When you have labeled data, you can do better than unsupervised variance maximization. These methods optimize for class separability, not just spread.
Compare: PCA vs. LDA—PCA is unsupervised and maximizes variance regardless of labels; LDA is supervised and maximizes class separation. If you have labels and want features for classification, LDA often outperforms PCA as a preprocessing step.
Real-world data often lies on curved surfaces (manifolds) embedded in high-dimensional space. These methods preserve geometric relationships that linear techniques miss.
Compare: t-SNE vs. Isomap vs. LLE—all handle nonlinear structure, but t-SNE optimizes for visualization and local clusters, Isomap preserves global geodesic distances, and LLE preserves local linear relationships. For publication-quality cluster visualization, use t-SNE; for understanding global manifold structure, try Isomap first.
Sometimes the goal isn't compression but unmixing—separating independent sources that have been combined. These methods assume the observed data is a mixture of hidden signals.
Compare: ICA vs. PCA—PCA finds uncorrelated components ordered by variance; ICA finds statistically independent components with no natural ordering. Use ICA when you believe your data is a mixture of independent sources (EEG signals, audio); use PCA for general-purpose compression.
Deep learning offers flexible, learnable dimensionality reduction that can capture complex nonlinear relationships. The encoder-decoder paradigm learns compressed representations end-to-end.
Compare: PCA vs. Linear Autoencoder—a single-layer autoencoder with linear activations learns the same subspace as PCA. Add nonlinear activations and depth to capture structure that PCA misses.
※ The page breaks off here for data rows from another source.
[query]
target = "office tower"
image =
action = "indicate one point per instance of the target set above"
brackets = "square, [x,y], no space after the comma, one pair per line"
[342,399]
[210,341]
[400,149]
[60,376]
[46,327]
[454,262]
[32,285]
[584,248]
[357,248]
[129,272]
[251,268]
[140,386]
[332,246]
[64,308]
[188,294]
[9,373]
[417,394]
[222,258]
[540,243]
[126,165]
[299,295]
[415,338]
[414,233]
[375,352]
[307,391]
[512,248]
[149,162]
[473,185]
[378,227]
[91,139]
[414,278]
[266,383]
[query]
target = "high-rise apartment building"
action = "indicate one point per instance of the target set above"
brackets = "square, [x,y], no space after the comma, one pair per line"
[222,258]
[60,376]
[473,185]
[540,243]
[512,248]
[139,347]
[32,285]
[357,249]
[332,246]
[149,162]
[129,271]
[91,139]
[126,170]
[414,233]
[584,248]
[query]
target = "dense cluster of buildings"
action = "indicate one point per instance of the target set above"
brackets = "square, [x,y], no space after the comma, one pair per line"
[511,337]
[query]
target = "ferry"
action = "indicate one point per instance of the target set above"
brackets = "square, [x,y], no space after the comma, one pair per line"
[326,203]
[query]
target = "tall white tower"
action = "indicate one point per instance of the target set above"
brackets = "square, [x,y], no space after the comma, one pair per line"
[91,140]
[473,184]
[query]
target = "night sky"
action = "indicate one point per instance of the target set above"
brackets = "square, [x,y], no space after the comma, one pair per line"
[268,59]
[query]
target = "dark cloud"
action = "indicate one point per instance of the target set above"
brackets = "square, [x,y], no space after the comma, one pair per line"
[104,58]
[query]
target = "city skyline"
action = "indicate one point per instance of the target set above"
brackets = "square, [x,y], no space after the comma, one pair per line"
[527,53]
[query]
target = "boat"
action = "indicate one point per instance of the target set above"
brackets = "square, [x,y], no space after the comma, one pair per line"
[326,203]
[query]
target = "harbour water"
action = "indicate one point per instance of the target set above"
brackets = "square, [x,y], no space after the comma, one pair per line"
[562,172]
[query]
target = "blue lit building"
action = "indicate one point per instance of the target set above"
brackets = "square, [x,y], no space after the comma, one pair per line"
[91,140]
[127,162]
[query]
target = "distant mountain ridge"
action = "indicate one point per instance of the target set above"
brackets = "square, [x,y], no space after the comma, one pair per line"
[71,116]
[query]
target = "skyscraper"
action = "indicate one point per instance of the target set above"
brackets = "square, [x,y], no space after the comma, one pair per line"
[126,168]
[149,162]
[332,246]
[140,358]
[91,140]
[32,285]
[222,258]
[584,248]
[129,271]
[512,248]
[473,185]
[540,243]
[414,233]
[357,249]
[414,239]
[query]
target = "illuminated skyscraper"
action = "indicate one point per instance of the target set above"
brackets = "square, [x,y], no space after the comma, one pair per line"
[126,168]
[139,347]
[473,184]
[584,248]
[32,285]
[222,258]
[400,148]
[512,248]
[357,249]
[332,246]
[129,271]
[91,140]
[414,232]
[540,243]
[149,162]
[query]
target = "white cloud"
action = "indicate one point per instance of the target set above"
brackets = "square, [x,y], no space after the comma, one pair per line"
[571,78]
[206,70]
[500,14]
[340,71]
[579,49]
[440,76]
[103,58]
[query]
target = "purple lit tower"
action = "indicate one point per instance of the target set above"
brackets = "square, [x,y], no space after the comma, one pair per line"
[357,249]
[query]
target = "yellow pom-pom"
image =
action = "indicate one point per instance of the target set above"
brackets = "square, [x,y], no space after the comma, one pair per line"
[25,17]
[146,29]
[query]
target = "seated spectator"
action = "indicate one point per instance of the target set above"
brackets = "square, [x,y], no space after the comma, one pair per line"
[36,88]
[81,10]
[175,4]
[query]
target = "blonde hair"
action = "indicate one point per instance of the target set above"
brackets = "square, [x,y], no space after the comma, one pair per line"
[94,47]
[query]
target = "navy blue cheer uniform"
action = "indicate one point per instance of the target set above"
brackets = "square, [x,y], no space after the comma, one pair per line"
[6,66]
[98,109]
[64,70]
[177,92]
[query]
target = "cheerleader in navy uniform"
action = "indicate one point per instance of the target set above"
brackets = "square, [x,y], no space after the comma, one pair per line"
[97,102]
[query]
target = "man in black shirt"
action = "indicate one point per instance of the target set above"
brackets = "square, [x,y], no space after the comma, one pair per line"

If your data has complex nonlinear relationships and you have enough samples, autoencoders often outperform classical methods.
| Concept | Best Examples |
|---|---|
| Linear variance maximization | PCA, Truncated SVD |
| Supervised class separation | LDA |
| Local neighborhood preservation | t-SNE, LLE |
| Global manifold geometry | Isomap, MDS |
| Source separation / independence | ICA |
| Latent factor modeling | Factor Analysis |
| Learnable nonlinear compression | Autoencoders |
| Works on sparse/distance matrices | Truncated SVD, MDS |
You have a labeled dataset with 3 classes and want to reduce 100 features before training a classifier. Would you choose PCA or LDA, and why?
Which two methods both preserve local neighborhood structure but differ in their optimization approach? What's the key difference in what they minimize?
Your colleague used t-SNE to reduce features for a downstream classifier and got poor results. What's wrong with this approach, and what would you recommend instead?
Compare and contrast: When would you choose ICA over PCA? Give a specific example where ICA would succeed and PCA would fail.
You're building a pipeline to process new data points after training. Which methods from this guide cannot transform new points without retraining, and what alternatives would you use in production?